In 1903 was de lijn Bergneustadt-Olpe het laatste deel van een spoorverbinding van Zuid-Westfalen naar Keulen in het Rijnland. Om dit te doen, moest de waterscheiding tussen Bigge en Agger worden overwonnen, of beter nog ondermijnd, met een 724 m lange tunnel 50 m onder het dorp Wegeringhausen.
Meer dan 15.000 m³ steen werd van de berg verwijderd en geïnstalleerd aan beide zijden van de spoorlijn en op de plaats van het treinstation van Hützemert.
Het tunnelgewelf is extreem dik. Een gewelfdikte van een halve meter was destijds gepland. Maar uiteindelijk werd het een hele meter.
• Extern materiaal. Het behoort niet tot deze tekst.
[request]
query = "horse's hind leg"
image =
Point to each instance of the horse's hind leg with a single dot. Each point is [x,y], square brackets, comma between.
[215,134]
Hierdoor schoten de bouwkosten echter omhoog. De geplande 753.000 "Reichsmark" werd meer dan een miljoen. Een plotselinge prijsstijging van een bouwproject is geen fenomeen van onze tijd. Maar het kostenintensieve en buitengewoon stabiele ontwerp had een voordeel: de tunnel verkeert vandaag nog in prima staat.
In deze tijd waren er veel Italiaanse arbeidsmigranten nodig om de tunnel te bouwen, van wie sommigen hun liefde voor Drolshagen ontdekten en bleven. Zo komt het ook voor dat als je in een telefoonboek van Drolshagen kijkt, je enkele Italiaanse namen aantreft, zoals de familie Tomasetti, die zich met recht “al lang gevestigde waarden” mag noemen.
In 1993 ging de laatste trein door de tunnel, met 724 meter de langste fietspadtunnel van Westfalen en het Rijnland (in Duitsland is slechts een tunnel in de Rhön nog langer).
De tunnel is jaarlijks gesloten van november tot half april. Dan overwinteren zeldzame beschermde vleermuissoorten daar.
De Agger-Bigge-Runde en de "Bergische Panoramaradweg", die bij Olpe samenkomt met de Ruhr-Sieg-Radweg, lopen door de "Wegeringhauser Tunnel", die nu een monument is. Hierdoor ontstaat zelfs een verbinding met de "RuhrtalRadweg". Voor fietsers is dit een unieke ontwikkeling van het Bergische Land, het Sauerland en het Siegerland.